Released August 1, 2021
Natalie was born healthy but by three months old, she was below her birth weight and deemed unable to thrive. She had a slight heart murmur that was fixed by device closure but was admitted to the hospital at 5 months old. Eight days later, the doctors prescribed a very specialized, amino-acid based, prescription-only formula and we were told that Natalie was allergic to all of the major allergenic food groups. We brought Natalie home from the hospital and began taking her to an increasing number of specialists. We finally received a genetic diagnosis of Mowat-Wilson Syndrome when Natalie was 11 months old and being seen by 13 specialists – that moment was life changing. As a young couple, we had planned to have three kids in quick succession, and then…our world was turned upside down.
Genetic Testing: The Golden Ticket
We did not have much support in the early days of Natalie’s diagnosis other than her doctors and therapists, only one of whom had previously heard of this syndrome. When we first received a clinical diagnosis, followed by a genetic diagnosis, we were overwhelmed, and to be honest, we were scared, sad, angry, and unsure. Very limited information was available about this new road we were traveling. Having a diagnosis was, for Natalie, a golden ticket to therapies of all sorts and a fairly simple yet very comprehensive IEP (Individualized Education Plan). Natalie is now 6 years old and has been receiving occupational, physical, speech and music therapy from the time she was 8 months old.
Our primary educational and therapeutic goal for Natalie for the past two years has been improving her ability to communicate. After tireless trials with different communication tools, Natalie has begun using eye gaze software to communicate. This technology has been amazing! Having the ability to effectively communicate is changing how Natalie behaves in our family, at school, and in a wider group setting. Natalie has more confidence and can match wits with her two sisters, all because we found the best way for her to communicate. She often surprises us when she shares her thoughts and opinions!
Hope for the Future
In 2017, we attended our first MWS Family Conference. For the first time, we met other people around the world that understood what we were going through. While sitting in one of the sessions, I made the decision to get more involved in MWSF. Not long after the conference, a call went out for Board members and I jumped at the opportunity. I felt a strong desire to help other MWS families. Now, as a member of the MWSF Board of Directors, I can use what I have learned and continue to learn from Natalie and apply it to the wider MWS community.
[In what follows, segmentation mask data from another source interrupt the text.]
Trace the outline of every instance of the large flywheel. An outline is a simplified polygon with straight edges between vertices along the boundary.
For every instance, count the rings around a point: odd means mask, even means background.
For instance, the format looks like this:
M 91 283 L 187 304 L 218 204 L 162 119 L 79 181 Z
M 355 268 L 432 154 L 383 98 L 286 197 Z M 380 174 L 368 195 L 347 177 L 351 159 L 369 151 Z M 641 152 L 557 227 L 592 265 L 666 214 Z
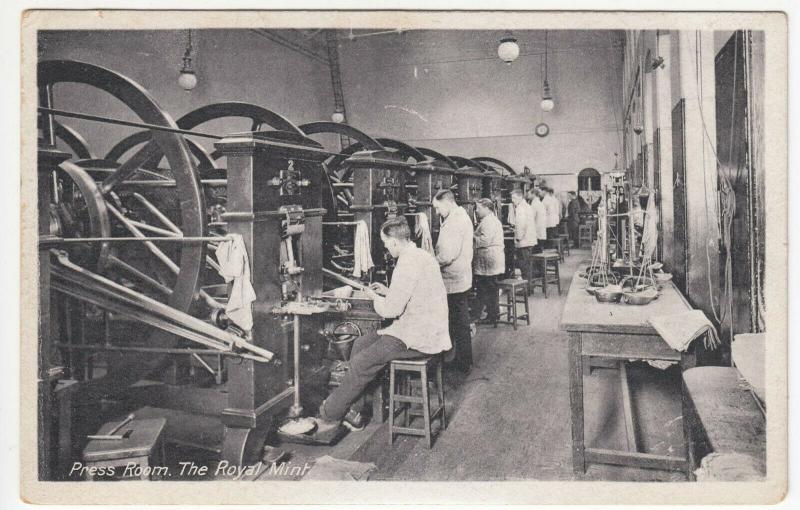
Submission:
M 83 84 L 104 91 L 114 98 L 122 101 L 142 123 L 154 126 L 164 126 L 177 129 L 175 121 L 163 111 L 155 99 L 140 85 L 132 80 L 108 69 L 74 61 L 44 61 L 38 67 L 38 85 L 40 91 L 40 107 L 55 108 L 58 104 L 58 87 L 62 83 Z M 49 111 L 42 111 L 48 116 Z M 155 154 L 163 154 L 168 161 L 172 177 L 175 181 L 176 194 L 180 196 L 177 209 L 170 215 L 164 214 L 156 208 L 151 208 L 146 194 L 134 193 L 133 200 L 142 203 L 148 209 L 147 218 L 132 219 L 126 216 L 126 208 L 120 198 L 122 188 L 128 181 L 140 174 L 143 167 L 154 158 Z M 194 171 L 189 149 L 183 137 L 176 133 L 153 131 L 152 139 L 130 158 L 121 162 L 116 168 L 106 169 L 107 172 L 88 177 L 91 167 L 81 168 L 76 165 L 62 165 L 61 170 L 69 177 L 68 184 L 80 185 L 90 180 L 96 182 L 96 189 L 91 190 L 91 197 L 84 196 L 87 204 L 97 202 L 98 195 L 105 199 L 107 221 L 111 224 L 112 237 L 115 234 L 142 237 L 144 233 L 153 233 L 153 229 L 163 230 L 165 237 L 202 237 L 205 232 L 203 195 L 200 184 Z M 98 175 L 102 179 L 98 178 Z M 88 206 L 87 206 L 88 207 Z M 102 210 L 101 206 L 96 209 Z M 97 221 L 106 221 L 97 218 Z M 158 226 L 156 226 L 158 225 Z M 148 228 L 149 227 L 149 228 Z M 171 232 L 167 236 L 165 232 Z M 98 232 L 92 232 L 96 236 Z M 102 244 L 102 243 L 101 243 Z M 144 245 L 144 246 L 142 246 Z M 131 285 L 141 284 L 142 287 L 155 287 L 153 280 L 159 281 L 159 288 L 168 289 L 161 299 L 178 310 L 186 311 L 192 304 L 203 268 L 205 247 L 202 242 L 170 243 L 169 248 L 153 241 L 137 243 L 140 249 L 131 250 L 130 246 L 118 243 L 111 244 L 105 251 L 111 252 L 105 258 L 98 258 L 96 269 L 106 271 L 111 266 L 122 269 L 125 278 Z M 102 251 L 102 250 L 101 250 Z M 134 261 L 141 258 L 144 251 L 146 261 Z M 168 253 L 169 252 L 169 253 Z M 110 258 L 109 258 L 110 257 Z M 126 260 L 129 259 L 129 260 Z M 148 275 L 147 266 L 157 264 L 160 267 L 157 275 Z M 87 269 L 95 269 L 87 268 Z M 126 271 L 126 269 L 130 269 Z M 163 275 L 169 274 L 168 277 Z M 147 276 L 148 278 L 145 278 Z M 163 280 L 163 281 L 161 281 Z M 149 294 L 150 292 L 148 292 Z M 159 333 L 155 333 L 159 334 Z
M 74 61 L 44 61 L 38 66 L 37 78 L 40 126 L 45 141 L 54 145 L 60 138 L 76 156 L 89 156 L 74 162 L 67 160 L 53 172 L 51 230 L 58 237 L 72 241 L 59 247 L 60 256 L 57 261 L 54 259 L 56 267 L 74 264 L 79 270 L 96 275 L 98 281 L 120 285 L 120 289 L 141 296 L 143 302 L 189 312 L 199 295 L 205 266 L 206 222 L 202 189 L 177 124 L 140 85 L 103 67 Z M 106 102 L 114 106 L 121 102 L 127 108 L 126 119 L 135 117 L 136 124 L 153 126 L 150 140 L 129 158 L 115 164 L 92 159 L 88 144 L 71 136 L 74 132 L 59 128 L 54 118 L 72 117 L 109 124 L 120 121 L 58 109 L 62 87 L 68 88 L 65 97 L 75 97 L 76 87 L 88 94 L 98 95 L 101 91 L 110 96 L 93 103 L 100 107 Z M 166 161 L 174 183 L 175 199 L 168 207 L 159 203 L 151 190 L 138 189 L 132 184 L 154 178 L 147 167 L 157 157 Z M 145 237 L 149 240 L 142 241 Z M 89 327 L 88 332 L 101 329 Z M 178 337 L 163 328 L 139 321 L 119 324 L 116 330 L 117 340 L 126 343 L 166 348 L 178 341 Z M 146 355 L 117 358 L 111 382 L 124 387 L 161 361 L 159 356 Z M 109 370 L 107 375 L 112 373 L 110 367 Z

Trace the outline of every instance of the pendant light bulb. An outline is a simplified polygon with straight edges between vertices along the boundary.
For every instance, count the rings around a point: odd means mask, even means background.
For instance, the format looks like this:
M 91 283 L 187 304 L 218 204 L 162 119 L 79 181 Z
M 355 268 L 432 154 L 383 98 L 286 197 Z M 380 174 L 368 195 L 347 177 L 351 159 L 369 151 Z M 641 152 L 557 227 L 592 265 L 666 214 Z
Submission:
M 197 86 L 197 75 L 192 66 L 192 31 L 189 30 L 189 36 L 186 43 L 186 51 L 183 53 L 183 64 L 181 65 L 181 73 L 178 76 L 178 85 L 185 91 L 190 91 Z
M 519 44 L 517 39 L 512 35 L 507 35 L 500 39 L 500 45 L 497 47 L 497 56 L 506 64 L 517 60 L 519 57 Z

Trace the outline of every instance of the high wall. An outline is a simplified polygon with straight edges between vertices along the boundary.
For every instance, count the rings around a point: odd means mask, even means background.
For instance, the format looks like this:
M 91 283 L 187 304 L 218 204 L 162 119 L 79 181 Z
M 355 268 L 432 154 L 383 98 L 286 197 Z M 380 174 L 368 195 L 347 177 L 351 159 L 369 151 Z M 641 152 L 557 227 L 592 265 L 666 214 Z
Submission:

My goal is to help new MWS families so that they do not have to go through all the pain, confusion, and fear that we did.
Rejecting the Notion of Impossible
It may seem that we have not done anything extraordinary over the past 6 years, but every day has been unique, and we take each day as it comes. There have been many challenges and many accomplishments and joyous occasions. We have spent days in the hospital and days of fighting with insurance to pay for therapy. Some days are filled with laughter, and some days are filled with tears. Occasionally, it is a struggle just to get through the day, but other days, everything falls into place, and we know that Natalie is making progress. Having a daughter with a genetic syndrome has taught us that anything is possible, so we decided to reject the notion of “impossible”.